La splendeur des Anderson
Wes Anderson fait partie de ces réalisateurs dont les films se reconnaissent au premier coup d’œil. Que ce soit par les plans (travellings caractéristiques), par les acteurs (Bill Murray, Willem Dafoe...), les couleurs (pastels) ou les histoires de famille passablement fucked up.
Ici, en dehors de l'histoire de famille qui est pour le moins périphérique, les autres éléments caractéristiques du cinéma d'Anderson sont bien présent, et plutôt en bonne forme d'ailleurs, accompagnés d'une poésie mélancolique au milieu de rires francs eux aussi au sommet.
La mise en scène d'abord, toujours aussi étudiée, construite et utile, les jeux de symétrie sont toujours présents, les passages champ/hors-champ également. Le rythme du film atteint une forme de plénitude quand Moonrise Kingdom en particulier malgré l'affection sincère que je peux lui porter souffrait clairement de sautes d'humeur préjudiciables. La question se pose aujourd'hui du futur de Wes Anderson, qui après ce film qui ressemble à une somme stylistique de son œuvre, va devoir trouver de nouvelles orientations, et l'on a pu constater que chez de nombreux réalisateurs, le renouvellement est parfois long et douloureux à accoucher.
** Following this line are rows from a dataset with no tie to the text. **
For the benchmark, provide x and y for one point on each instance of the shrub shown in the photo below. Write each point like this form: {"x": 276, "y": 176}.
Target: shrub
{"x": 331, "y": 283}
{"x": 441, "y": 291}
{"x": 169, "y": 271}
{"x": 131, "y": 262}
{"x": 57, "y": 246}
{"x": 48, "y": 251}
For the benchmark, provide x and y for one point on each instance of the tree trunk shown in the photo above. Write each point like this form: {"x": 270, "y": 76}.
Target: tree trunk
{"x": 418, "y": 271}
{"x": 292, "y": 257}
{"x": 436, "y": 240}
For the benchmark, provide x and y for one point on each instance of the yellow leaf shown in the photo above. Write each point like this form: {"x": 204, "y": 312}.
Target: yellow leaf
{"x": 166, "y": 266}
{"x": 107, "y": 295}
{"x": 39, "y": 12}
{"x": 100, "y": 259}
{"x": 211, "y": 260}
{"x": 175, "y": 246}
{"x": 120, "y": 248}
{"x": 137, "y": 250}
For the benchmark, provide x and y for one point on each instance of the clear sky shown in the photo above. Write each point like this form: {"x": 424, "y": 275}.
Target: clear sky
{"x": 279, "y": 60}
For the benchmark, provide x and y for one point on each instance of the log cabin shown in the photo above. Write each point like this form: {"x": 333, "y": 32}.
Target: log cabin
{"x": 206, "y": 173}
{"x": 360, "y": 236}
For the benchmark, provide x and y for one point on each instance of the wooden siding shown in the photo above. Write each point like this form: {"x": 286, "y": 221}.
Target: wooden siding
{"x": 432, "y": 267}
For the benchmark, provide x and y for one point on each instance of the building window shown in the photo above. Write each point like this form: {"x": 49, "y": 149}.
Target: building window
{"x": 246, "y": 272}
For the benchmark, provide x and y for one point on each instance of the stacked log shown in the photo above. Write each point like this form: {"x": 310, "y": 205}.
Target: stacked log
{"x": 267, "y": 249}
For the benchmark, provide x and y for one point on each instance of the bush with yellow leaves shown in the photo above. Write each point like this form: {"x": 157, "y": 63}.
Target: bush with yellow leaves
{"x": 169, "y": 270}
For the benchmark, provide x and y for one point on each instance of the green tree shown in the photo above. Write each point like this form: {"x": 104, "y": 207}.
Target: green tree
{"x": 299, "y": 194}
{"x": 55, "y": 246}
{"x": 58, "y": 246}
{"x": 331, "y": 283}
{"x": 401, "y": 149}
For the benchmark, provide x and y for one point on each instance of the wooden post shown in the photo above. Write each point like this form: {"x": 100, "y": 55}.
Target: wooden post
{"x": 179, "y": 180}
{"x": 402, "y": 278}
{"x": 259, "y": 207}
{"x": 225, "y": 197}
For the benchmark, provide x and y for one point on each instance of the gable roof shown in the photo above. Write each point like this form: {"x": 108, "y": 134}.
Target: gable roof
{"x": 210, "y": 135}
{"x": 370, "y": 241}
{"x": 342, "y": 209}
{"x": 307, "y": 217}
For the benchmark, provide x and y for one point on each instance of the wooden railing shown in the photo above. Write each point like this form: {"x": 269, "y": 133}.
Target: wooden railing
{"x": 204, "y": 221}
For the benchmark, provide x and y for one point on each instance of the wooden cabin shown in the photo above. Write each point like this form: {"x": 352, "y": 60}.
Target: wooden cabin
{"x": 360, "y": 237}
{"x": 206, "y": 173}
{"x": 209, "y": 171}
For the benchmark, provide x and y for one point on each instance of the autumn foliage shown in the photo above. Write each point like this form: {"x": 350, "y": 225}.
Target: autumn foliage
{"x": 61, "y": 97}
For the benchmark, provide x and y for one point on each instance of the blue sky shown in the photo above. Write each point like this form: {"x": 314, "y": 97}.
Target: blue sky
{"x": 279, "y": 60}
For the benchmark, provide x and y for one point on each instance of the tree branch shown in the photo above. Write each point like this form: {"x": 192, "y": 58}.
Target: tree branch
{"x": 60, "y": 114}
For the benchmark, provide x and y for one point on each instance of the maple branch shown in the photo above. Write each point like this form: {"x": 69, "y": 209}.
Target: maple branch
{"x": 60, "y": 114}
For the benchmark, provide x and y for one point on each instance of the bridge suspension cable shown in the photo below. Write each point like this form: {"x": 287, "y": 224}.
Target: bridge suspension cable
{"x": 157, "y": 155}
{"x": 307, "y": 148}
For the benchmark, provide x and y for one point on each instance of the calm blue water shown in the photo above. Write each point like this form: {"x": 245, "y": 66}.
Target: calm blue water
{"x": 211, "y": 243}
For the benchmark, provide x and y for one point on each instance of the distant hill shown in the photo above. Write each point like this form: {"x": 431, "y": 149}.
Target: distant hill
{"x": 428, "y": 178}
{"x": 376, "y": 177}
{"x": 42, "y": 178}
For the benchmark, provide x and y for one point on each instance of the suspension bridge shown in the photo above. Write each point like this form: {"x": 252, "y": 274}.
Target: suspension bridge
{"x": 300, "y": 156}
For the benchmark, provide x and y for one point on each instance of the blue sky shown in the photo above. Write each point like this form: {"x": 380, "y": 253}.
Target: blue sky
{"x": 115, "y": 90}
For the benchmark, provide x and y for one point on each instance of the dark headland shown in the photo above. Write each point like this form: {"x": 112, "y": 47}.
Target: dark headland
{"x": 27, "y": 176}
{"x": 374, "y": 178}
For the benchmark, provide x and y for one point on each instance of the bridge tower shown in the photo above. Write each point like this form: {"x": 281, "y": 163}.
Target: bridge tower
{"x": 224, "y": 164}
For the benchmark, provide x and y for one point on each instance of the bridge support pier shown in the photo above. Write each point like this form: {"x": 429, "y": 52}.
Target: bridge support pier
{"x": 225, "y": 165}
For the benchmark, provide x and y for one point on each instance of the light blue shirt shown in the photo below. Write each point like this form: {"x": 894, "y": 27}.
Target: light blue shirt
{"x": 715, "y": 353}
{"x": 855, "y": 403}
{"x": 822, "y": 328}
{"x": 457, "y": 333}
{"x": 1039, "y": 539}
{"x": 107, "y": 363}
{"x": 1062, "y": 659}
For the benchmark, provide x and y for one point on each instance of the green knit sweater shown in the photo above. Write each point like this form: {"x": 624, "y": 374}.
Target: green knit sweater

Cette réflexion porte aussi sur la partie casting et scénario, univers on pourrait dire, qui est également brillante dans Grand Budapest Hotel - voir les performances de Ralph Fiennes ou Adrian Brody - mais finalement une version plus aboutie du propos et des castings des films précédents.
Pas de quoi bouder son plaisir hein, le résultat est royal et jouissif.
Je sens bien le côté parfaitement rabat-joie de ma logorrhée, d'autant plus absurde certainement que le film m'a vraiment beaucoup plu, mais il y a une odeur de fin de règne persistante dans ce film, à la fois par ce qu'il raconte (l'Europe Centrale d'entre deux guerres, la fin des privilèges, la disparition d'un monde...) et surtout par Mr Gustave qui de l'aveu même de son Lobby boy essayait de faire illusion, de maintenir un décorum et un monde qui avait déjà disparu. Wes Anderson n'en est pas là, même si on sent chez lui une recherche des univers enfantins, mais malgré tout, il a un vrai côté Mr Gustave, dans son acharnement à faire vivre des univers disparus (ou qui n'ont jamais existé), à construire ses films sur des fantasmes et j'ai bien peur que son prochain film, si il reste dans la même veine ne soit celui de trop.
Ceci dit, j'avais déjà ce sentiment lors de Moonrise Kingdom, et j'espère que Wes Anderson continuera à me faire mentir, et restera dans la liste des réalisateurs dont je vais voir le dernier film quoi qu'il arrive.